The dogfish ended up with higher mercury levels, while mercury levels in cod dipped. After the fishery stocks rebounded, both fish returned to eating mostly herring. Cod saw a 23 percent mercury increase and the dogfish lowered their mercury levels after switching back. The model predicts that if the oceans were to warm by 1 degree Celsius over the 2000 temperature, mercury levels would jump by 32 percent in cod and 70 percent in dogfish, The Harvard Gazette reported.

The researchers then examined why mercury levels of Atlantic bluefin tuna have increased without any change in prey and amid decreasing mercury emissions from humans.

The model showed that in the 1990s, water temperatures in the Gulf of Maine temporary cooled, which corresponded with a decrease in mercury levels in the tuna. But climate change has steadily been warming the oceans and it's happening faster in the Gulf of Maine than most places, according to The Harvard Gazette. Following rising temperatures between 2012 and 2017, mercury levels in the tuna rose 3.5 percent per year, and could rise by 30 percent over 2015 levels by 2030.
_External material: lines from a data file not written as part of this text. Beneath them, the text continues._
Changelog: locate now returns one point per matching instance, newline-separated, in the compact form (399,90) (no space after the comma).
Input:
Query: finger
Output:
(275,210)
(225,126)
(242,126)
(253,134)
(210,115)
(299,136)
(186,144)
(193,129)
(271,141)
The team identified two reasons for this.

One, tuna are higher on the food chain and use more energy than other fish, so they eat more prey that already contains mercury, Schartup said. Two, warmer waters mean that fish need to use more energy to swim and increase their calorie intake to do so. In total, mercury levels in tuna increased by 27 percent, the model suggested, due to the warming of their habitat.

But the researchers say they're not trying to scare people away from seafood.

"It's not that everyone should be terrified after reading our paper and stop eating seafood, which is very healthy, nutritious food," researcher Elsie Sunderland, a professor of environmental chemistry at Harvard University, told Al Jazeera. "We wanted to show people that [climate change] can have a direct impact on what you're eating today, that these things can affect your health ... not just things like severe weather and flooding and sea-level rise."